I still need to find time to listen, hopefully next couple of days.

However, to pick up on the contextual info delivery discussed above: while it is definitely one of the main ways forward in information delivery it has two serious potentially critical problems:
1. it is a level of personalisation that requires deep privacy inroads. Currently such data is treated as a saleable commodity rather than as a delivery competitive advantage. This is primarily because the services are delivered 'free' and something/someone has to pay for it. Regulation is falling farther behind every day, often chasing the already passé. We need regulatory principles first and then fit the explicits as appropriate.

2. Google and other delivery services are operating at scale and on the cheap so that information is never verified, which has already proven hazardous even deadly in current systems. And every one of the systems to date have been corrupted/hacked for fun or profit. Security is never high on agile/lean beta forever systems. Instead of hacking for ranking it will be hacking for acquisition/redirection.

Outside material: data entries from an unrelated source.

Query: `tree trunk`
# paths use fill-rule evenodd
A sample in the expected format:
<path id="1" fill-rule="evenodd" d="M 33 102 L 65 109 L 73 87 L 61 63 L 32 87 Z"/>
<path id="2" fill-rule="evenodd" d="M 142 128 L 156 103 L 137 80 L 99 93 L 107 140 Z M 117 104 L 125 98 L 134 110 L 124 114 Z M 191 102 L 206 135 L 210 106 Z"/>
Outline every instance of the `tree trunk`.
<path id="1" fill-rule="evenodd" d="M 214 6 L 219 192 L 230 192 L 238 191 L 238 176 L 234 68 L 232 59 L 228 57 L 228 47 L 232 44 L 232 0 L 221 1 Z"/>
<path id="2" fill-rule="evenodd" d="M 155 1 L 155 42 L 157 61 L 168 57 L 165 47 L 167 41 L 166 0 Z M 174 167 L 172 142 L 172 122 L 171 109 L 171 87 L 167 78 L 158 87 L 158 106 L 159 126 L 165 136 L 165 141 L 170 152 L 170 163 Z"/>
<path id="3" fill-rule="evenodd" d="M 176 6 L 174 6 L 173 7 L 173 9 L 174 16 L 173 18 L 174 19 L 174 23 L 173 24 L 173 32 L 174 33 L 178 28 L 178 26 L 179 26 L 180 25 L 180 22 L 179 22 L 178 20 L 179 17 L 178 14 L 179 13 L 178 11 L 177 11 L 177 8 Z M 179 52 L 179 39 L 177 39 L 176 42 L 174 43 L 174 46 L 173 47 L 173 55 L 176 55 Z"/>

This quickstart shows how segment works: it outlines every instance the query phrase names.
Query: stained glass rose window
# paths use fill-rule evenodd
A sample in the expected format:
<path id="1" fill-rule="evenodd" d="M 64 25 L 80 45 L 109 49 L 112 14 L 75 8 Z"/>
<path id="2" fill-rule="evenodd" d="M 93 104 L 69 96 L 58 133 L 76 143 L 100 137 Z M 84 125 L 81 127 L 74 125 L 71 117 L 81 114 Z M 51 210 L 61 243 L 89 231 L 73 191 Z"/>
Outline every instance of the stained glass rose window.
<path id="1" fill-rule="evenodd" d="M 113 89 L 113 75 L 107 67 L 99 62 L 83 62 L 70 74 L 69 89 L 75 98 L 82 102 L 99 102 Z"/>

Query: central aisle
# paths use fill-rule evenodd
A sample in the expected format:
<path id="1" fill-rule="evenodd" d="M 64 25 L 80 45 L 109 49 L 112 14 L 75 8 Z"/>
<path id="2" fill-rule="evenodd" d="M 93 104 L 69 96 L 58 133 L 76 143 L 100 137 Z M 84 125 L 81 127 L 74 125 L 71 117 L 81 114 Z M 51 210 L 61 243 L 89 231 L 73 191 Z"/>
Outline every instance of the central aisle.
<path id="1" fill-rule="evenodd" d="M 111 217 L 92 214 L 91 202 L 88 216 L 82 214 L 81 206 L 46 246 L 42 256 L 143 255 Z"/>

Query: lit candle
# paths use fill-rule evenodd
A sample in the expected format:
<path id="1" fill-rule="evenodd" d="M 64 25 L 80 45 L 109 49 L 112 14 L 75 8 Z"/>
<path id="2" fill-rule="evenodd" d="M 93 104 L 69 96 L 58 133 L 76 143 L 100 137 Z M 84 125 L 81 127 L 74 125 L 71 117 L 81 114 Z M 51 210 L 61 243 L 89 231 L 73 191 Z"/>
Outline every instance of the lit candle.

And wifi/bluetooth is easy peasy.

 

It is not the systems or even the software that will make or break this future but the validity of the information.

Note: as yet organisations are not being held accountable for the information they supply, at some point this must change although they will fight bitterly to be exempted as if 'automated scraping' is a valid excuse.

 

Finally, just a reminder that context is coming to websites as well. Has been for years.
* Will Context Fell Google?, Cre8, May-2012.
Note: it would certainly be amusing if Google goes direct and bypasses the web that nurtured it.

* The Living Adapting Site, Cre8, October-2015.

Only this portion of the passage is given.